Detainees engage in “experiential exercises” that include “mindfulness breathing meditations,” story telling and lectures to manage depression or anxiety and “flexibly handle unhelpful thinking and intense emotions while engaging in value-driven, life-enriching behaviors.”
The U.S. military also said, for the first time, that Guantánamo staff had given watches to “a very small number” of Camp 6 captives.
Watches were taboo for years, although guards posted schedules for Islam’s five-times daily prayers in prison recreation yards.
In the earliest years of Guantánamo, the Pentagon presumed possession of a Casio wristwatch was a justification for indefinite detention as an “enemy combatant” because, the military said, a captured al Qaida manual showed how to configure a Casio as a timer for an explosive device.
“While we won’t discuss specifics on makes, models or types,” said Coghill, “we can say that these items have been assessed not to pose any force protection concerns.”
The new soccer field is surrounded by guard towers and surveillance cameras and accessible by a secure walkway from the prison building itself, to reduce contact and conflict between captive and captor.
Construction costs are high because all equipment and supplies are imported to the 45-square-mile base in southeast Cuba, said Rear Adm. David B. Woods, who’s in charge of the detention center.
“That’s probably the biggest misperception and lack of understanding of the expense of doing things down here,” he added. “It’s unlike any place else in the world mainly because we don’t have the opportunity to capitalize on the local economy.”
The Obama administration calculates that it costs $800,000 a year to keep a prisoner at Guantánamo versus about $26,000 on U.S. soil.

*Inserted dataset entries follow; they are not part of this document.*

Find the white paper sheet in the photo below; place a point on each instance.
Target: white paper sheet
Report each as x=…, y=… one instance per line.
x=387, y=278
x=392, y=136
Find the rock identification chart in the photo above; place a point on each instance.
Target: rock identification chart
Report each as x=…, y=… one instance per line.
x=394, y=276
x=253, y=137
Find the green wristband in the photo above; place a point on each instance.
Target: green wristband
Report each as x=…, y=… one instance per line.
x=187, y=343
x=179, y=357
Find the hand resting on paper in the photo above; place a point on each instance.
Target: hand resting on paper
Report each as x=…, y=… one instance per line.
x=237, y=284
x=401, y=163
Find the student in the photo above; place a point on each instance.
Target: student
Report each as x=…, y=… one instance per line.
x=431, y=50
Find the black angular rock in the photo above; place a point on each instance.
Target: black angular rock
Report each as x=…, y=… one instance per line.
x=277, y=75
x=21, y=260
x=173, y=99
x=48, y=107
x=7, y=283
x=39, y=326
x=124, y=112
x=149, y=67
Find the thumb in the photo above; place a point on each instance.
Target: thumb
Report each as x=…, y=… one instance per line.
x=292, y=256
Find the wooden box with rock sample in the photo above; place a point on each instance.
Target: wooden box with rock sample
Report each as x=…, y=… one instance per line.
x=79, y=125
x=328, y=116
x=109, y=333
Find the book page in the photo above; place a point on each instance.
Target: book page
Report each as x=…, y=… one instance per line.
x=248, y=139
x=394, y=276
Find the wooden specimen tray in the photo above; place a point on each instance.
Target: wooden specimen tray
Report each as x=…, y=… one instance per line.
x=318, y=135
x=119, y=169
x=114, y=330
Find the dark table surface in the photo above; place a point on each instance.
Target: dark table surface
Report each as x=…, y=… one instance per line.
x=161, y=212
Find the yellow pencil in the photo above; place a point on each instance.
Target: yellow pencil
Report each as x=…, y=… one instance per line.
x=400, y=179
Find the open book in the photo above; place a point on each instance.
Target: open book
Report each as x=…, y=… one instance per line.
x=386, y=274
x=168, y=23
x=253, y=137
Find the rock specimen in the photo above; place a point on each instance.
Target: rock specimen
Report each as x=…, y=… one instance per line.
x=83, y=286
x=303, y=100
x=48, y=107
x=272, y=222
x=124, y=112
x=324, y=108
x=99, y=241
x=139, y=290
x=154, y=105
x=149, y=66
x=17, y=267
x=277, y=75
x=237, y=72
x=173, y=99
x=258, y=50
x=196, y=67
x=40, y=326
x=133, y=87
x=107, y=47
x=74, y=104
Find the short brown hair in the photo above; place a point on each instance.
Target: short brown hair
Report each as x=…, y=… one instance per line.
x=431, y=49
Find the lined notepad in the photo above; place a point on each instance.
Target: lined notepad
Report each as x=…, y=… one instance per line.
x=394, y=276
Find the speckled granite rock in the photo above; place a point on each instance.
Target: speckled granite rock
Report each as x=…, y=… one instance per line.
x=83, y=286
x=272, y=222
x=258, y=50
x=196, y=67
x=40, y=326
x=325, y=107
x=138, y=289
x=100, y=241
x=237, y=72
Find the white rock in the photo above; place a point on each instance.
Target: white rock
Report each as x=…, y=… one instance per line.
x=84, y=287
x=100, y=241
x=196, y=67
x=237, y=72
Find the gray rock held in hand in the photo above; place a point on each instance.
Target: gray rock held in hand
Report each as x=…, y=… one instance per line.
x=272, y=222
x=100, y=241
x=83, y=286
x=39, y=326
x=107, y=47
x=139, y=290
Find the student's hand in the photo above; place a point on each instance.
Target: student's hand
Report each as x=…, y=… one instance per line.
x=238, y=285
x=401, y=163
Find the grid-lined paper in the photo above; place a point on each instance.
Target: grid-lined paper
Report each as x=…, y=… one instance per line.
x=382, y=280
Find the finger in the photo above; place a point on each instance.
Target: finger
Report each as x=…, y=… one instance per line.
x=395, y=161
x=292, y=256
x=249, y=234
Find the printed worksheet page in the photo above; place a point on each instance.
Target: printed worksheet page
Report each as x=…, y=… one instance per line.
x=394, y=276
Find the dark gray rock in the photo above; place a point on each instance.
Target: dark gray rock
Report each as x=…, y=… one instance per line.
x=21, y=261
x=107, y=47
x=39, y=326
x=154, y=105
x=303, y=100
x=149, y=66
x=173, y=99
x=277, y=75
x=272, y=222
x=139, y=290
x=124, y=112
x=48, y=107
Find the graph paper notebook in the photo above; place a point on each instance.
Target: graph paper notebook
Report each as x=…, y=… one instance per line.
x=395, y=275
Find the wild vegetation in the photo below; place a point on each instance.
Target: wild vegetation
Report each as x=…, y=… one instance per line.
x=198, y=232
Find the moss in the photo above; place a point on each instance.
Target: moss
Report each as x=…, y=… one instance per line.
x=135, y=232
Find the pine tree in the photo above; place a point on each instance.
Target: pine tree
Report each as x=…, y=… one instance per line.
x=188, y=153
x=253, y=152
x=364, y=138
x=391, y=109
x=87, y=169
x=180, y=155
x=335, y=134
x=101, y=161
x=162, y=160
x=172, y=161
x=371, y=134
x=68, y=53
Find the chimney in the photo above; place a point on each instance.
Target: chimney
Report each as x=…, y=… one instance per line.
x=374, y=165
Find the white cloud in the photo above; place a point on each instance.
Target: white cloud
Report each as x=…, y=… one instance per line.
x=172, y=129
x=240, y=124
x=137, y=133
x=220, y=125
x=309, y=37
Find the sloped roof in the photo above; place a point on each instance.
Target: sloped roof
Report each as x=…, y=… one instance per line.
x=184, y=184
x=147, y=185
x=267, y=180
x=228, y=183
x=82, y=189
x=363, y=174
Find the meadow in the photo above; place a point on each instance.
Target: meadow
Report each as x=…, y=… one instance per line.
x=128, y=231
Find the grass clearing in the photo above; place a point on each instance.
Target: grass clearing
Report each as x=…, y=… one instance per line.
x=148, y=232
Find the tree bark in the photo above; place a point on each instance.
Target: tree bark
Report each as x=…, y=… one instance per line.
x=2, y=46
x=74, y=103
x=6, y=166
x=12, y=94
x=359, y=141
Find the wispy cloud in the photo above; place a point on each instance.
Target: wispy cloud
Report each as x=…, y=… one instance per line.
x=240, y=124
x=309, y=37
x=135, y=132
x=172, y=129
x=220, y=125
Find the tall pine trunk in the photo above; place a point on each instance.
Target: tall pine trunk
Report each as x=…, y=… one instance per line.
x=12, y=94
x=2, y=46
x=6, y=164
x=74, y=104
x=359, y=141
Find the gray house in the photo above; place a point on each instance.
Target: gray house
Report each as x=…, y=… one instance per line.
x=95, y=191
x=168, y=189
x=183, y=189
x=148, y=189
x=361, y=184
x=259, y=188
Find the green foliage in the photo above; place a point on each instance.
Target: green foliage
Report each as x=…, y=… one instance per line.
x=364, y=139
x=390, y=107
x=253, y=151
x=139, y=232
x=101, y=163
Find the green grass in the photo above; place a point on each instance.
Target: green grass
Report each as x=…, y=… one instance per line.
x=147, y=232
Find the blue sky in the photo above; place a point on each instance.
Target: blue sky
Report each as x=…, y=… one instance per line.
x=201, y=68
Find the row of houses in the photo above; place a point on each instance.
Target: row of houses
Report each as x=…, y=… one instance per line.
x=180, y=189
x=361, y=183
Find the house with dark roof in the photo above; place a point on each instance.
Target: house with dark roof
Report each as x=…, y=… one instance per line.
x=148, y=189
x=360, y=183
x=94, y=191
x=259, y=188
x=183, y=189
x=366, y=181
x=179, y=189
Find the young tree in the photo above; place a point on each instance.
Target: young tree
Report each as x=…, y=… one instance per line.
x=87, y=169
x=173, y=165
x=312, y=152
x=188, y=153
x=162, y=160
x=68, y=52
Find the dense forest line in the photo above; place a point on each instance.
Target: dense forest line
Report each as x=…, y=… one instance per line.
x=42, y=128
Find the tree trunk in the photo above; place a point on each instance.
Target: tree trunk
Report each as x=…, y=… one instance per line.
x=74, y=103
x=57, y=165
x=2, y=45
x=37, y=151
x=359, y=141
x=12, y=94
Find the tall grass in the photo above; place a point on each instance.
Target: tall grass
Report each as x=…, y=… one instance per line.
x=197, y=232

The base imports and consumes $100,000 of fuel a day to make its own electricity and water and does no business with the Cubans across the minefield. An economic embargo on the Castro government forbids Americans from doing business with Cuba.
Soccer has long been popular since the Pentagon permitted sports in its evolving 10-year effort to conform to the Geneva Conventions and reduce tensions between captives and a rotating guard force and detention center staff of 1,850 troops, agents and government contractors.
Four-term Texas Republican Rep. Ted Poe, a former judge, ridiculed the new soccer field in a congressional floor speech on Thursday.
“These radicals should be doing hard time, not soccer time,” he said, conjuring up a future “terrorist soccer league.”
As an elected judge, Poe was known for his “Poetic Justice” punishments: Ordering released sex offenders to post warning signs on their homes and convicted murderers to post photos of their victims in their cells.
“Our government has no business building this tropical Caribbean recreation facility for terrorists,” Poe said. “What’s next at this terrorist playground? A Tiki hut and bar on the beach?”
Bilirakis visited the camps in January 2010 as part of a 14-member delegation, Guantánamo records show. In October 2010, he and Poe voted for legislation that prevented the Obama administration from using federal funds to transfer detainees from Guantánamo Bay to U.S. soil or to their home nations.
Last year, Ross was co-sponsor of a bill to prohibit the use of funds to transfer Guantánamo and certain other enemy belligerents to the United States. That one never reached the Senate.